The commission has seen turmoil since the announced retirement of Huff earlier this year, with the county now having hired its third replacement for the election coordinator position since February.
The process for replacing Huff got off to a rocky start in November when an executive session was to be held for the interview of candidates that would have included numerous county officials who would not have direct oversight of the new coordinator were slated to be included in the meeting, against Arkansas' law regarding opening meetings.
A protest at the time by The City Wire resulted in the county judge ultimately complying with the law and eventually David Mansell was hired as the original replacement for Huff.
Errors made during his brief tenure, including the misspelling of U.S. Rep. Tim Griffin's name on the Republican ballots and placing candidates for lieutenant governor in the wrong place on the ballot, preceded Mansell's resignation.
The second hire to replace Huff was Robert Cowan, a former vice president at Rheem, who was hired in late May. Just weeks into his tenure in the job, Cowan resigned. In his resignation, Cowan said the position required more time than he originally anticipated, taking away from his other business interests and time with his family.
Morgan's hiring, which became official early last week, now makes her the third replacement for Huff.
In a specially called meeting of the Election Commission to make official Huff's hiring as a consultant, County Judge David Hudson said Huff would be on board to make sure the election runs smooth under Morgan's new leadership.
"(Huff will be) training and assisting Suzanne," Hudson said. "Suzanne will be the handling the action.”

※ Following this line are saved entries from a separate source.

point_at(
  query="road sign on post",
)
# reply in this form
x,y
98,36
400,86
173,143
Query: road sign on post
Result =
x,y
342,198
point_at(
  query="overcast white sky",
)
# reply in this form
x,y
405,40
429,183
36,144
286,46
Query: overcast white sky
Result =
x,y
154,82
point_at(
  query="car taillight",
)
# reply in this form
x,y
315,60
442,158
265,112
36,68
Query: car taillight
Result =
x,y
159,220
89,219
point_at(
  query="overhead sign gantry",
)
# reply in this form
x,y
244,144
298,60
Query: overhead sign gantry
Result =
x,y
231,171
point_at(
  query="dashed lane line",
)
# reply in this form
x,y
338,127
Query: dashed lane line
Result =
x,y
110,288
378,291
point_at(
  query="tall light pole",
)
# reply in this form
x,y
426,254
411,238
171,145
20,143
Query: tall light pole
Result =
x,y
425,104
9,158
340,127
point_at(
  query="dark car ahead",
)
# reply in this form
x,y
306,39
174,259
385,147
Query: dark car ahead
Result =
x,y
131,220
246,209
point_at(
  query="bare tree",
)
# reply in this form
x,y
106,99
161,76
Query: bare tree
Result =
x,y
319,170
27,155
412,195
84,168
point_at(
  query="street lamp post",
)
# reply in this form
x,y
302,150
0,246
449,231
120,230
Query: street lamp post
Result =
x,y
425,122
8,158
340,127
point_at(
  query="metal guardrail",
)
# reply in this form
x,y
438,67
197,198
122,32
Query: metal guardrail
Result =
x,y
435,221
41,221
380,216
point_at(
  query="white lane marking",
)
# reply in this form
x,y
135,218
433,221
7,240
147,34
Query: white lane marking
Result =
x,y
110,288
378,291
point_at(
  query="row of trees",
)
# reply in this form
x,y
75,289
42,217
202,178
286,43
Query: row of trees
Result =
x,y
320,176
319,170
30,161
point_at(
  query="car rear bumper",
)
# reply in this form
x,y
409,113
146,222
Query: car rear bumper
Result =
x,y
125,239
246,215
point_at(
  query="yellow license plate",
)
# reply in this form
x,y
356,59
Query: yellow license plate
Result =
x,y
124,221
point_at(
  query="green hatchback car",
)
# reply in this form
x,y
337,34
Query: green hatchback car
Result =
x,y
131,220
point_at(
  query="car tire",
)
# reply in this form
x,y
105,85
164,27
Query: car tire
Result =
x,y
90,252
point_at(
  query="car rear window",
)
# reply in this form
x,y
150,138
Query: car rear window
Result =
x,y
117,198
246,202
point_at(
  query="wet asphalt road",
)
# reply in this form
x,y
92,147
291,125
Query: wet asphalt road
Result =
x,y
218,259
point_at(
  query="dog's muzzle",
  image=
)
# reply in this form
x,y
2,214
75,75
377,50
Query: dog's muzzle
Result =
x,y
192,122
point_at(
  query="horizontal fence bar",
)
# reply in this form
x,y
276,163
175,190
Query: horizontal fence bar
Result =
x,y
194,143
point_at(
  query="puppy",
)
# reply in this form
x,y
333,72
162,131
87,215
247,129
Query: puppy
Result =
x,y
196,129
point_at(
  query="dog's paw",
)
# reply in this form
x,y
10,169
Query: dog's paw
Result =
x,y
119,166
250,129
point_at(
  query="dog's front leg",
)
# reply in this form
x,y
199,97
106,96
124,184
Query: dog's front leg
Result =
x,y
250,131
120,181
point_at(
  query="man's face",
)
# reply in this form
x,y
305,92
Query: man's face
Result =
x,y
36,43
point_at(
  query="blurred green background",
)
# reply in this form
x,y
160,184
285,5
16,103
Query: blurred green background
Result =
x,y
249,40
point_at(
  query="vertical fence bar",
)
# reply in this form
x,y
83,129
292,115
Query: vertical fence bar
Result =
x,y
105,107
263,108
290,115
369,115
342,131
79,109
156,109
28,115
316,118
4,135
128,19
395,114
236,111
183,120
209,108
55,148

Hudson elaborated, saying while all actions necessary to keep the county on schedule with regard to printing ballots and other items necessary before election day ever comes.
"Really the intent of this is to stay current, to stay ahead and be proactive and have solid elections through the rest of this year," he said.

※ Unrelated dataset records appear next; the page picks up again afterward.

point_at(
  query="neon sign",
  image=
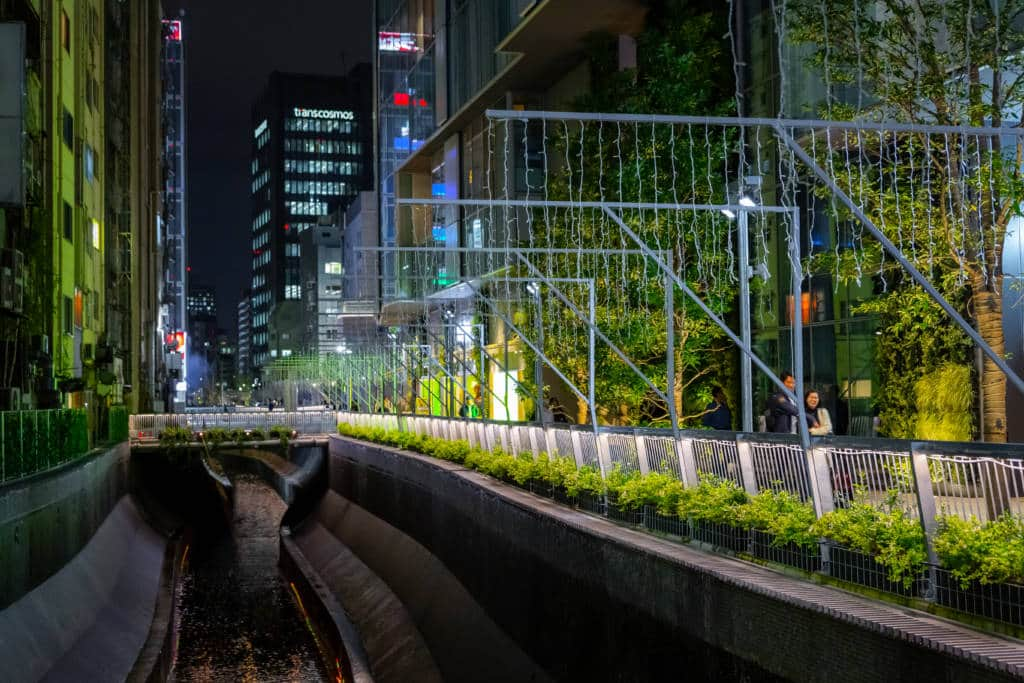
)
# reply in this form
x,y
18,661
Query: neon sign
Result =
x,y
396,42
324,114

Huff's fee for his consulting will be around $12,000 for the year, Hudson said, adding that the fee is determined on a per election basis instead of a flat hourly rate.
Election Commission Chairman Lee Webb said the majority of the funding to pay for Huff's consulting services will be covered and built into the election costs without having to tap much money from the county's general fund.
Once the electoral runoff, if needed, is completed later in November and the election is certified, Huff's consulting services with the county will end, Hudson said.